Border Patrol Agents Sentenced to Long Prison Terms
Two U.S. Border Patrol Agents were sentenced to 11 and 12 year prison terms yesterday for attempting to stop an illegal immigrant smuggling 743 pounds of Marijuana in a van near the Rio Grande. They agents were sentenced despite a request by their attorney for a new trial after three jurors signed sworn affidavits saying that they were coerced into entering a guilty vote.
U.S. District Judge Kathleen Cardone in El Paso, Texas gave Jose Alanso Compean and Ignacio Ramos lengthy sentences beginning January 17, 2007 and The U.S. Border Patrol fired the agents after their conviction by a federal jury.

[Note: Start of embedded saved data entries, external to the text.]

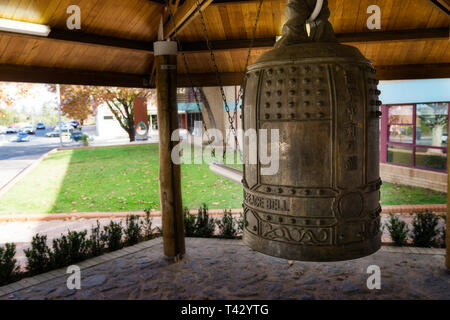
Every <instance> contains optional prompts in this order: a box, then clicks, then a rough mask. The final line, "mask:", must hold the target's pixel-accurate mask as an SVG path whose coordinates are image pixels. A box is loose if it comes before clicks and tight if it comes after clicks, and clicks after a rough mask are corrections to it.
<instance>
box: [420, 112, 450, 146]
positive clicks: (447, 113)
mask: <svg viewBox="0 0 450 320" xmlns="http://www.w3.org/2000/svg"><path fill="white" fill-rule="evenodd" d="M447 124H448V104H447V103H428V104H418V105H417V116H416V144H418V145H421V146H433V147H446V146H447Z"/></svg>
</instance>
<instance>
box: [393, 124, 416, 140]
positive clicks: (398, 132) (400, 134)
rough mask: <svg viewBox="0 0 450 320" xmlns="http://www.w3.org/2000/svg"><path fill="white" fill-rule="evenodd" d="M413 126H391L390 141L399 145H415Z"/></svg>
mask: <svg viewBox="0 0 450 320" xmlns="http://www.w3.org/2000/svg"><path fill="white" fill-rule="evenodd" d="M413 132H414V128H413V126H403V125H391V126H389V141H390V142H398V143H413V138H412V137H413Z"/></svg>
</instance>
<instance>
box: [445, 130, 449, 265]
mask: <svg viewBox="0 0 450 320" xmlns="http://www.w3.org/2000/svg"><path fill="white" fill-rule="evenodd" d="M447 127H448V128H447V130H448V132H449V133H450V126H447ZM449 146H450V144H449V142H448V140H447V150H450V149H449ZM447 168H450V157H449V156H448V151H447ZM447 171H448V170H447ZM445 221H446V229H447V230H446V232H445V248H446V249H445V250H446V252H445V265H446V267H447V270H450V172H449V174H447V217H446V219H445Z"/></svg>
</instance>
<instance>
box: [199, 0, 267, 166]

Compean and Ramos attempted to stop the illegal Mexican national, Osbaldo Adrete-Davila in his van near Faben, Texas. When Adrete-Davila resisted and fled, he was shot in the buttocks by the officers and escaped into a van waiting on the Mexico side of the Rio Grande River. Adrete-Davila was not in the courtroom yesterday saying he was “physically incapacitated” and is filing a claim with the Border Patrol for $5 million for negligence.
The man found illegally in the United States, smuggling nearly 750 pounds of marijuana now has immunity protecting him from being charged as a drug smuggler. This, after an investigator from the Office of the Inspector General (whose salary comes from taxpayer dollars) traveled to Mexico to retrieve the man – not for drug smuggling or illegal entry, but so that he could enjoy his civil rights.

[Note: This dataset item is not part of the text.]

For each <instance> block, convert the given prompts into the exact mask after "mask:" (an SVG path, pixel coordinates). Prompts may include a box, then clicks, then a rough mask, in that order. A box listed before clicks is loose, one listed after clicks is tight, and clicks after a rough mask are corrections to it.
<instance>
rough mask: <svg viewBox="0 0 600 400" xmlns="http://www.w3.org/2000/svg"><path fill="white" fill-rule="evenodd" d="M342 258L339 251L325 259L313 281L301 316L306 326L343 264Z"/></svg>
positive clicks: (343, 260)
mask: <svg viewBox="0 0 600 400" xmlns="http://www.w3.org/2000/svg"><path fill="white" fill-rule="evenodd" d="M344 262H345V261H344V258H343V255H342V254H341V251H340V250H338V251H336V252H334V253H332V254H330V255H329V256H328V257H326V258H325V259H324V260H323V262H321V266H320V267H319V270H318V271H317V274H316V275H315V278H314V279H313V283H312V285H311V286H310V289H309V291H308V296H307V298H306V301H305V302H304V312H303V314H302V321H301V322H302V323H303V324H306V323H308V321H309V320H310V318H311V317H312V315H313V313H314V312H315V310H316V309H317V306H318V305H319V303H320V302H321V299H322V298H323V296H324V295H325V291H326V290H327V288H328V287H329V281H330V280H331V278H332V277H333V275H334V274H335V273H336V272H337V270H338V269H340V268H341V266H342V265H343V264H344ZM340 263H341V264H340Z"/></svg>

And the jury that convicted the officers? Three of them signed affidavits stating, “That they were told by the jury foreman that the judge would not accept a hung jury.” In what kind of justice system are officers of the law convicted for pursuing criminals by a jury that is not convinced they are guilty? Even ultra-liberal Democratic Senator Diane Feinstein doesn’t agree with the way the case was handled. Last week, she called for a Senate Judiciary Committee hearing on the case, alleging that the conviction was “a serious miscarriage of justice.”
Texas Representative Ted Poe also released a statement saying, “It seems to me the U.S. government is on the wrong side of the law – It is appalling to me that our own government would give immunity to an illegal drug smuggler in their effort to prosecute these two brave young men who were simply doing their job – protecting the dignity of our borders and our country.”
The U.S. Government in on the wrong side of the law – and Osbaldo Adrete-Davila was on the wrong side of the border. He should be charged for drug smuggling and deported — not brought back to the U.S., coddled and allowed to file a civil rights complaint.